# STO babies are out of nest, pics galore!!!!



## arwen (Jan 9, 2008)

At last the STO babies are finally come out of nest they are only coming out a few at a time thpough so still difficult to see how many exactly but at least 7 with more sitting in back of nest so hopefully there should be 10/11 like we counted when they were attached to her.

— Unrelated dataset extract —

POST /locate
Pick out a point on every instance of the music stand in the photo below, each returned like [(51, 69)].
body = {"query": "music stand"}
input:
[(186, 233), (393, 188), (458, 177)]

they are very sweet babies and not scared at all of me they lick my hand and one has walked on me a few times but picking them up to sex them is another matter they are so quick then so will have to wait a little longer to sex them , they are starting to eat they like insects and fruit and gliderade alot gonna try them egg and yoghurt tonight

so here are some pics


----------



## arwen (Jan 9, 2008)

more pics


















mom in nest baby behind


----------



## Amalthea (Oct 2, 2007)

Super cute! Well done!!


----------



## Nawien (Dec 6, 2008)

Sweet, sweet babies!! Very happy for you x


----------



## Baby_sloth_wrangler (Nov 26, 2010)

Squee! They are be-yootiful!


----------



## ambyglam (Nov 16, 2009)

they are amazingly beautiful!


----------



## Shell195 (May 31, 2007)

How cute are they:flrt:Well done as they know they arent easy to breed:no1:


----------



## Nix (Jan 23, 2008)

Aww they are so cute now! Gorgeous little ones. Congrats on being able to breed them!


----------



## arwen (Jan 9, 2008)

hi, thanks for all the replies and kind words am really chuffed with mom she has been so good with them, just waiting to find out sexes of them now 


suzanne


----------



## xvickyx (Jul 21, 2009)

They are lovely, congrats


----------



## x_Living_Dead_Girl_x (Feb 16, 2009)

Oh wow, these are extremely adorable! 
I love how cheeky they look in some of the pictures hehe.


----------



## jennie1981 (Aug 17, 2009)

soooo cute they have such adorable little faces .:flrt:big well done to you


----------



## kellystewart (May 11, 2010)

Gorgeous


----------